[ricardonunez]

Of course is the architecture and the creator of such a thing, isn’t the point of a tool like that for users that don’t have the tech knowledge? I have only used those systems on shared hosting, host providers are the one maintaining and should be keeping them up to date and WHM/Cpnel have plenty of customers to worry too patch holes, if they can’t then who’s fault is it, Architecture, or provider? Hope is the customers fault?

[walrus01]

I would worry less about big shared hosting providers, who have a strong interest in patching their stuff quickly, than the market of people who get one or two dedicated servers or KVM VMs and then install cpanel on them and for the rest of the time they use it, ignore the CLI of the servers and never patch anything. There's a lot of small users of cpanel that have just a few licenses.

[TZubiri]

You misunderstood the scope and severity of the bug entirely.

Yes, if you are a single tenant, this diminishes defense in depth, so an attacker that gets access with a user like www-data can escalate to root, sure.

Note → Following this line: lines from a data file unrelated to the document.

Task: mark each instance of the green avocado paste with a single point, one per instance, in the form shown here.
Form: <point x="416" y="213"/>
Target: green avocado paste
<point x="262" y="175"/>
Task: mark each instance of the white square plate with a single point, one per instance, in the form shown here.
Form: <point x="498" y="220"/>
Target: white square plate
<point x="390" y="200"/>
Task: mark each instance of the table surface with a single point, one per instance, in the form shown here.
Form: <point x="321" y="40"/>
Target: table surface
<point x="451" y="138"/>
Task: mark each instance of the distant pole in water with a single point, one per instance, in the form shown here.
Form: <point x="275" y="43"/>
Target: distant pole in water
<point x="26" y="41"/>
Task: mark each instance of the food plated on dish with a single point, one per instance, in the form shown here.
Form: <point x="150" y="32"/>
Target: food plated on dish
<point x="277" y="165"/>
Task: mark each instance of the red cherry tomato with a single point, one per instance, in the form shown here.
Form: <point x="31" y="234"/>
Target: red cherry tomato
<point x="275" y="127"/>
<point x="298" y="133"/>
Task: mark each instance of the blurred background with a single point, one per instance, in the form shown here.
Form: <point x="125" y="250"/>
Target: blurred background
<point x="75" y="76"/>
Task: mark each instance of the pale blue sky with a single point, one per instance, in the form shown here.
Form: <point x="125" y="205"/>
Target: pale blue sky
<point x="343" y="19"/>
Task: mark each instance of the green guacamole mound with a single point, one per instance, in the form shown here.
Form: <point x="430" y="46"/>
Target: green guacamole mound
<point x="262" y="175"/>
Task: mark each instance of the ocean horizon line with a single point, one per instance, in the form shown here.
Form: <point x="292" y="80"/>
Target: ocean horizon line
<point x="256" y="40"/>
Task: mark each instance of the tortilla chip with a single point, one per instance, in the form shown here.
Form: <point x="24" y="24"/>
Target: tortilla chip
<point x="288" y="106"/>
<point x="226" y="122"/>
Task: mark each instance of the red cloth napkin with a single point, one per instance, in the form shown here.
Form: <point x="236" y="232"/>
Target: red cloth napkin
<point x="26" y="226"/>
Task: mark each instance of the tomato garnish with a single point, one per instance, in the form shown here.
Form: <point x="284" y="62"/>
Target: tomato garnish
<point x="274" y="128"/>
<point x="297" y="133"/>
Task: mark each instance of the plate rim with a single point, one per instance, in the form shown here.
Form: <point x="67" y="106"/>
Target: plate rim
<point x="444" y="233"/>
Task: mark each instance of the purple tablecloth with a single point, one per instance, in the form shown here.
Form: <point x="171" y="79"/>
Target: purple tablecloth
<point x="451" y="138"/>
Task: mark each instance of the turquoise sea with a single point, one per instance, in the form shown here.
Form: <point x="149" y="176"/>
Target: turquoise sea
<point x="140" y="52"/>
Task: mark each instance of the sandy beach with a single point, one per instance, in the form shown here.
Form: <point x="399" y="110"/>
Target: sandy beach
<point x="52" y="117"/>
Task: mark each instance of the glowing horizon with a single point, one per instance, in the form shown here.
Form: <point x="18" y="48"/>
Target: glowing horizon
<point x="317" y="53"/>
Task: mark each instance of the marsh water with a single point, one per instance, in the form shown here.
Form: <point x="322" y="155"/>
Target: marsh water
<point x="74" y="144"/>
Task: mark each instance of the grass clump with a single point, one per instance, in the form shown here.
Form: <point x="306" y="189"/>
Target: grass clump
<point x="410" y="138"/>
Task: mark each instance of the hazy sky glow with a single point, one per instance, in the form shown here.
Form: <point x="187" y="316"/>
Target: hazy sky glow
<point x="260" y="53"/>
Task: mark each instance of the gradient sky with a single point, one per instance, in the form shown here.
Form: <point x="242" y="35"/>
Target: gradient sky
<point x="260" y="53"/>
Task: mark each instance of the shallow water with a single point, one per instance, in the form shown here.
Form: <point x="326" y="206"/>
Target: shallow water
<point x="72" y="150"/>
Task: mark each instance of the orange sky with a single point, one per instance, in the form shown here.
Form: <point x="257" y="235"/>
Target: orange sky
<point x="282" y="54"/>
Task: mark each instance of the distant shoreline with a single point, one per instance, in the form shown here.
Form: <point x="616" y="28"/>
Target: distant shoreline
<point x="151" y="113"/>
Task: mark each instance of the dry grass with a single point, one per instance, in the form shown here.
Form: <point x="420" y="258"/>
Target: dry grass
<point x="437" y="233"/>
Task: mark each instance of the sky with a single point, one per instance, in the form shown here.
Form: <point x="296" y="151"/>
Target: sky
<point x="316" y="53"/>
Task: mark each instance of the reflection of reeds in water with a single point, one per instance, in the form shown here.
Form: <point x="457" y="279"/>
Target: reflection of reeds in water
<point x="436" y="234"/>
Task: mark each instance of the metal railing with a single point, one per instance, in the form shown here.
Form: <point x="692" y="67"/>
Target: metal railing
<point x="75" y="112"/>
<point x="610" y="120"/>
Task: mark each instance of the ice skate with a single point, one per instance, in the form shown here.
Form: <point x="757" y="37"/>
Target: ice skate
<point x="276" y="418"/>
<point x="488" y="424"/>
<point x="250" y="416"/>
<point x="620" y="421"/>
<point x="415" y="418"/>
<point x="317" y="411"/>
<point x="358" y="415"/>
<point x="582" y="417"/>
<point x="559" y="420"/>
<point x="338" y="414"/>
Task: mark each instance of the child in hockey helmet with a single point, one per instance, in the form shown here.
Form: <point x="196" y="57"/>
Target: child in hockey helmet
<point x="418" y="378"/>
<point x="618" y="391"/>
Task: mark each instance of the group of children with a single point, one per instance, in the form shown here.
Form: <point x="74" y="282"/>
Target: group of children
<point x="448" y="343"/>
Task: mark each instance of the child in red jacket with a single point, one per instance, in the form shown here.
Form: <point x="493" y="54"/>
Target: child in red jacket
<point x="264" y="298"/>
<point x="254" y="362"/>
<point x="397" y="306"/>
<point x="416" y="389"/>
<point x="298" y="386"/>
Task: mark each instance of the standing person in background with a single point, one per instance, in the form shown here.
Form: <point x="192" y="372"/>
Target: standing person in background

But more importantly, on multi-tenant systems, one tenant can get root and pwn all the other tenants.

Big shared hosting providers are the most vulnerable, 'just patching' stuff might work sure, but there's several scenarios where it might not be enough, like lightning striking twice as it just happened. Or an attacker getting in before the patch.

[walrus01]

I understand the concept of a local privilege escalation just fine, thanks. My point was that large hosting providers are much more likely to have people paying attention to patching these things (and possibly, worst case scenario as you describe, mitigating things if someone does compromise a shared hosting system). Individual one-off cpanel instances may have nobody paying attention to security issues for months or years at a time until something totally breaks.